Seldom has an artist in Hollywood expressed himself more fluidly or ecstatically than Sirk. His camera moves more smoothly and serenely than even that of Max Ophüls. His colours are as expressive as anything in Ray’s greatest work, and the performances he extracts from such undervalued actors as Hudson, Wyman, Agnes Moorehead and particularly his signature siren, Dorothy Malone, are as detailed and moving as anything in 1950s cinema.

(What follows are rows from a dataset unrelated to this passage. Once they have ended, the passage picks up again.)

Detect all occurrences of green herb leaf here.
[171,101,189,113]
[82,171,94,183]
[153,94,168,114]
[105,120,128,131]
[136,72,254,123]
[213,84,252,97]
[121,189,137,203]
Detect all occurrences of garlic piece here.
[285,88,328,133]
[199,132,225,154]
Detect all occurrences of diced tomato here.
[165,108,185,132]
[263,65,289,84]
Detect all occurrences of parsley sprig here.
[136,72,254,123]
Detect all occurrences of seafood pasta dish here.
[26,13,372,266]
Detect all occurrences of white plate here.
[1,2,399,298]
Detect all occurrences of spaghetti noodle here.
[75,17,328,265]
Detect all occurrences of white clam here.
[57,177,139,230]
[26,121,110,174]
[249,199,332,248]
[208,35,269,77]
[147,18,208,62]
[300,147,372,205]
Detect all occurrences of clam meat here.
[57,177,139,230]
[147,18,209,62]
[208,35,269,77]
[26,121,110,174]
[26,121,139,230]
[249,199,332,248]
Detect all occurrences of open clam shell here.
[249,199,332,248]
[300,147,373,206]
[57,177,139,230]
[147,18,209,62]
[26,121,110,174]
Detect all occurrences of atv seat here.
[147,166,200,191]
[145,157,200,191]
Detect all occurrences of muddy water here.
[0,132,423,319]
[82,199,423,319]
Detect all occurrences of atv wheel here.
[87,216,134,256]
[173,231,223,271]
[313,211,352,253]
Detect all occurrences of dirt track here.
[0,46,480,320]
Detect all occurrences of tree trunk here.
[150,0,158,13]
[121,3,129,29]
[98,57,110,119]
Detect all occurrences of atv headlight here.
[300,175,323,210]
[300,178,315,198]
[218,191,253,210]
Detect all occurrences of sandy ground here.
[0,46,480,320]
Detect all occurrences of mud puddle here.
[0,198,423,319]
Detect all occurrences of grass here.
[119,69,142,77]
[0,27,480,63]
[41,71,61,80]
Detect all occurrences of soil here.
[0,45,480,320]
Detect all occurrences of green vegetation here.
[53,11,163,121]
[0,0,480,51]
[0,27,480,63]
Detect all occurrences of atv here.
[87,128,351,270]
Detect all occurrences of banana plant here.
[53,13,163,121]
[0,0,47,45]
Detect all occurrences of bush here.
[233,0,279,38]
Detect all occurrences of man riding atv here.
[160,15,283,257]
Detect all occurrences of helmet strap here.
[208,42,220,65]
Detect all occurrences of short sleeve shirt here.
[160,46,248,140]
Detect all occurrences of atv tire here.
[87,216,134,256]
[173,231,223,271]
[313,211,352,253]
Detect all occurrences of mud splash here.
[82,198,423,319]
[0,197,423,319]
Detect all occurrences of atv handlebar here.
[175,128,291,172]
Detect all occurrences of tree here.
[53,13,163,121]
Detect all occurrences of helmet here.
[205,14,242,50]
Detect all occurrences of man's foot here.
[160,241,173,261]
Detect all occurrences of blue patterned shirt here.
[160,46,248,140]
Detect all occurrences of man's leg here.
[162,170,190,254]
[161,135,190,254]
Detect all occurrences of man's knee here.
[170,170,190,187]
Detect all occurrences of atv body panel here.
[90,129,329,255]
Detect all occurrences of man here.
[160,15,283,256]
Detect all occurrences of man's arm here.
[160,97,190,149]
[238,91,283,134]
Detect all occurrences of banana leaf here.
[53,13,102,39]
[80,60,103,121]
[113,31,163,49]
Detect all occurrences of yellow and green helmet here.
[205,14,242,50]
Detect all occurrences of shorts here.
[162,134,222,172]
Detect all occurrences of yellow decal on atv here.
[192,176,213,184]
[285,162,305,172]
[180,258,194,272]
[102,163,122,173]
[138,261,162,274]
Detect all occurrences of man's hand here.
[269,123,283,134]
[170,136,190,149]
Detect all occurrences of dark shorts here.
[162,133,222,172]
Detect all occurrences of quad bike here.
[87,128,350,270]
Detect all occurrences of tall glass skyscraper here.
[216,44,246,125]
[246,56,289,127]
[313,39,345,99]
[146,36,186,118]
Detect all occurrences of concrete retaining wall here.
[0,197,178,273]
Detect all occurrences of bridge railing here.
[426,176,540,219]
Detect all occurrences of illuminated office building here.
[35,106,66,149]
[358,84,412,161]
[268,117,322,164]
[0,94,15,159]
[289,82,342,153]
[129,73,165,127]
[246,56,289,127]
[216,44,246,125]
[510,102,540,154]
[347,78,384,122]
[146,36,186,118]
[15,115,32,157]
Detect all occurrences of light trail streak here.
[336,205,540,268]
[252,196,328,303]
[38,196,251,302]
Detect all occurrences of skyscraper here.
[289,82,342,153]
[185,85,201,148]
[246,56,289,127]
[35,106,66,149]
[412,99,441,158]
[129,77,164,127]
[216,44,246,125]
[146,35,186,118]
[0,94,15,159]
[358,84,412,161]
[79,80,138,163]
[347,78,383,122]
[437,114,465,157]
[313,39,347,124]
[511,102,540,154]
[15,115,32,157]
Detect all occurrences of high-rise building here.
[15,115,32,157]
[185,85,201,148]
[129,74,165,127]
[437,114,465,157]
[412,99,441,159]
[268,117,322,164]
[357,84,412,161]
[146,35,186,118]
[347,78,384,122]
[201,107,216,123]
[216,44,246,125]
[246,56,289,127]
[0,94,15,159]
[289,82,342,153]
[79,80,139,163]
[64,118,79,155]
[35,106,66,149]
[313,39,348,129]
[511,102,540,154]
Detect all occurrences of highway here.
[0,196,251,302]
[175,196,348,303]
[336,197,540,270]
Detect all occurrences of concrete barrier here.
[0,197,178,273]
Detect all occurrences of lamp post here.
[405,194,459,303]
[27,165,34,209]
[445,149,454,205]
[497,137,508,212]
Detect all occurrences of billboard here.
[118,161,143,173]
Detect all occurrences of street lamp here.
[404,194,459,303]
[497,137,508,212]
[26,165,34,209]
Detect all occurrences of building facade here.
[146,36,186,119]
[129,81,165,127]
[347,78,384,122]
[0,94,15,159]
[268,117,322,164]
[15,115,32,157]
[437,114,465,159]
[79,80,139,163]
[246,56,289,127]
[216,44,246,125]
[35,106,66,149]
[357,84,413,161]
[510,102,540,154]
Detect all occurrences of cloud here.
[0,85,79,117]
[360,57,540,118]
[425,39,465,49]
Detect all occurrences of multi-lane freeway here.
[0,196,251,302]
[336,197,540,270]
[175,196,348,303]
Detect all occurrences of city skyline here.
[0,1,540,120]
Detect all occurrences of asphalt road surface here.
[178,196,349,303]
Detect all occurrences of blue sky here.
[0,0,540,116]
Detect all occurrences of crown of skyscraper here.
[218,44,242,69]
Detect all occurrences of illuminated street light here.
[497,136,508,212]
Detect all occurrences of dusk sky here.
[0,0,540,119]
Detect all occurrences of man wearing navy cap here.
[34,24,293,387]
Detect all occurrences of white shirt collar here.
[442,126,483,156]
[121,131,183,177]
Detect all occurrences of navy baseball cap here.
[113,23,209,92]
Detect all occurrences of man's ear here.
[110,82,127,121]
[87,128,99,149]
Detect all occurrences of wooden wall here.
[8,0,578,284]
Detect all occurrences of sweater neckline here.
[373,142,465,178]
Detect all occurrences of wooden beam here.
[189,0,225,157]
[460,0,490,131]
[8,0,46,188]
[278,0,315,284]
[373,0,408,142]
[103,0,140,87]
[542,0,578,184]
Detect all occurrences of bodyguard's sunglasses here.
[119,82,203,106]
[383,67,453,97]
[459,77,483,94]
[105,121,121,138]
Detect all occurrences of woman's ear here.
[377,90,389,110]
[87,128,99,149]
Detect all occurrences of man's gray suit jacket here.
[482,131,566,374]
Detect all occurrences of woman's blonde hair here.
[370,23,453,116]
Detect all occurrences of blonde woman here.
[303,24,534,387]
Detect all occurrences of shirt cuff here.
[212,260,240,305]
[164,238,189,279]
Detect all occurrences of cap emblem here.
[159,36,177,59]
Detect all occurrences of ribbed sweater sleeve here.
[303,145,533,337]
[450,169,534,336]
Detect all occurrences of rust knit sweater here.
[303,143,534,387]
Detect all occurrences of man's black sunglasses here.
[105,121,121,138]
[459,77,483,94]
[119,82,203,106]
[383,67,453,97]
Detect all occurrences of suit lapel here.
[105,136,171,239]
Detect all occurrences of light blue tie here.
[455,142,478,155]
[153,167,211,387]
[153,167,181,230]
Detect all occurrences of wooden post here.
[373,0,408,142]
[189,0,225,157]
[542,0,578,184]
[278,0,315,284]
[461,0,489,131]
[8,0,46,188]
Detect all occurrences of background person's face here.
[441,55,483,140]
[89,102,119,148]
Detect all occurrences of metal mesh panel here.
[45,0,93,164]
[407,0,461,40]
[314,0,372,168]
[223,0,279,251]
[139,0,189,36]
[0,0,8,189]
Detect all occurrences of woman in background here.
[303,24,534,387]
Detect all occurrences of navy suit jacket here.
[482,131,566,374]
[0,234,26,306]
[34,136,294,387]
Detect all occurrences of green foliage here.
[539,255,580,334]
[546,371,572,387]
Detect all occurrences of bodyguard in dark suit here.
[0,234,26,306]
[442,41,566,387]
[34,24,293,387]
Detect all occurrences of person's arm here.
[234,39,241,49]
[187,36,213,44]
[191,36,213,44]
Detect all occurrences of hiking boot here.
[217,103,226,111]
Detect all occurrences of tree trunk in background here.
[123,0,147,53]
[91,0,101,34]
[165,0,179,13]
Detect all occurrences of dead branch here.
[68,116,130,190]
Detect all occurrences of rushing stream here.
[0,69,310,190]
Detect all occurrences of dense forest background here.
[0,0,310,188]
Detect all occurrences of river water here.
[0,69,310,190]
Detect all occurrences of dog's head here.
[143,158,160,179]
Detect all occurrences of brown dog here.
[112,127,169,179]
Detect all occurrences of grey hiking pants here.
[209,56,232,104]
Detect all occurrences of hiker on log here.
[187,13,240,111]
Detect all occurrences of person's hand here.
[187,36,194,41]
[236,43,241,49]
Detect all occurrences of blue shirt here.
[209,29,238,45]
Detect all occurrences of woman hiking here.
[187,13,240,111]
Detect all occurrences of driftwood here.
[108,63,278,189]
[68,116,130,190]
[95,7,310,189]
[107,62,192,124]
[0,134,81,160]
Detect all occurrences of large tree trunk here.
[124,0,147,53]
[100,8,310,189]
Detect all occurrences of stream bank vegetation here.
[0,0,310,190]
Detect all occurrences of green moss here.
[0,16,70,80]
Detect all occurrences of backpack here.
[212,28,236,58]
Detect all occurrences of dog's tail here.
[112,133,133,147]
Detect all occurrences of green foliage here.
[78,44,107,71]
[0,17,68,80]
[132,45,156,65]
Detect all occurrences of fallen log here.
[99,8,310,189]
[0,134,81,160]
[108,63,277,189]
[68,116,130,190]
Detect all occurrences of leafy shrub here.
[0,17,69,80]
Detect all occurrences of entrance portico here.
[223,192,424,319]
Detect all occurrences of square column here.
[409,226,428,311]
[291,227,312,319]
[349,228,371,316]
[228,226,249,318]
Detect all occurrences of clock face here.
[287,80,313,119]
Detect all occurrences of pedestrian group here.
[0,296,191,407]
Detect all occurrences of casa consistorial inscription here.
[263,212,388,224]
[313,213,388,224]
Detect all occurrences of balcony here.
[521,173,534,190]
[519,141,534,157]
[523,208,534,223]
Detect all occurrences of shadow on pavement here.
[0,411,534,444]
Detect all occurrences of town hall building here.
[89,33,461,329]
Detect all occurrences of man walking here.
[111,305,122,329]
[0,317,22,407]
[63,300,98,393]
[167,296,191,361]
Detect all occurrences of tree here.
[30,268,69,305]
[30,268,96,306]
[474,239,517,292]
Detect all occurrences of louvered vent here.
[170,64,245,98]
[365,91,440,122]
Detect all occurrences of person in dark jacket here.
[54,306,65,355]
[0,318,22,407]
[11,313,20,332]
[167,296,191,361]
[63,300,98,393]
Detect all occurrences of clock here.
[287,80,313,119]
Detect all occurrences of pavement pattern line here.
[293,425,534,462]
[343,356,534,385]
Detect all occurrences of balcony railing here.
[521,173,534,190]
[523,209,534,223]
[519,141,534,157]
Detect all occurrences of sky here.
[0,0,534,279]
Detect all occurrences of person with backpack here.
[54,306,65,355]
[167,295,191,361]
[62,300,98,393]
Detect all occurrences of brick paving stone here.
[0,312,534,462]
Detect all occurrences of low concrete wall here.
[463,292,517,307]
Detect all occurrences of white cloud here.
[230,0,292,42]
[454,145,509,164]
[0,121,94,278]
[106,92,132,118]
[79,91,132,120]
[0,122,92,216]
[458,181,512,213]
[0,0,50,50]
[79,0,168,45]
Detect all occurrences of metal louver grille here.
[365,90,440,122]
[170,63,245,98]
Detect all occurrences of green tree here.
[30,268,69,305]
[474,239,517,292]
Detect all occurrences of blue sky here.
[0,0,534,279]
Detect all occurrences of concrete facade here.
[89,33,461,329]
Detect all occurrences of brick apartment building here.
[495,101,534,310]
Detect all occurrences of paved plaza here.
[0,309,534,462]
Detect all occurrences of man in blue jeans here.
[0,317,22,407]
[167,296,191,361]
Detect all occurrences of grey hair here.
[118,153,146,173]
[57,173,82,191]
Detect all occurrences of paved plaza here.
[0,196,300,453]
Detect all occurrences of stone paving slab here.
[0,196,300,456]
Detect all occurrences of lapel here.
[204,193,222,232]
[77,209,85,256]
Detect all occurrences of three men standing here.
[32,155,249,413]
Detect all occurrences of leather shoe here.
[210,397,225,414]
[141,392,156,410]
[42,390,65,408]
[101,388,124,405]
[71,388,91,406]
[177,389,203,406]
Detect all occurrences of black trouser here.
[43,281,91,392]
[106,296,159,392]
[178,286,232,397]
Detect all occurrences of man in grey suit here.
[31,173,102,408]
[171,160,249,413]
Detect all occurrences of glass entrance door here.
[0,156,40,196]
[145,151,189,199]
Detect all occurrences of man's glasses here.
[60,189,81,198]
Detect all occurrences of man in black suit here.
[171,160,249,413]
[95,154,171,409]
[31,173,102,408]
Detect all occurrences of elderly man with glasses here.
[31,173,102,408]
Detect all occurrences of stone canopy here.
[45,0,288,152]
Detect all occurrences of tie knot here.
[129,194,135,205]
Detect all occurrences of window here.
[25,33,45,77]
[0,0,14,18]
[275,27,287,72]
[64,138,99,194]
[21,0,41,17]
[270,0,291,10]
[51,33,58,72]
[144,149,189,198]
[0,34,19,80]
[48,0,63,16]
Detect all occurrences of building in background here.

It’s been suggested that Sirk had to smuggle his critical viewpoint past the studio heads, but this seems improbable. There is no subterfuge whatsoever in his scathing depictions of the suburban bourgeoisie, the feckless rich and the spiritual desolation of Eisenhower America.
His films don’t acquiesce on the surface and dissent in the details: the critique is right up there on the screen. And his romantic pessimism is stark and upfront: fate spares no one, love defeats us all, innocence is slaughtered, the good die young and the bad die last. Sirk believed in unhappy endings.
As does Haynes. Far From Heaven proves he belongs in the first rank of living US directors. Let’s hope it also restores Sirk’s dusty reputation and puts him in the pantheon of all-time great film-makers, where he belongs.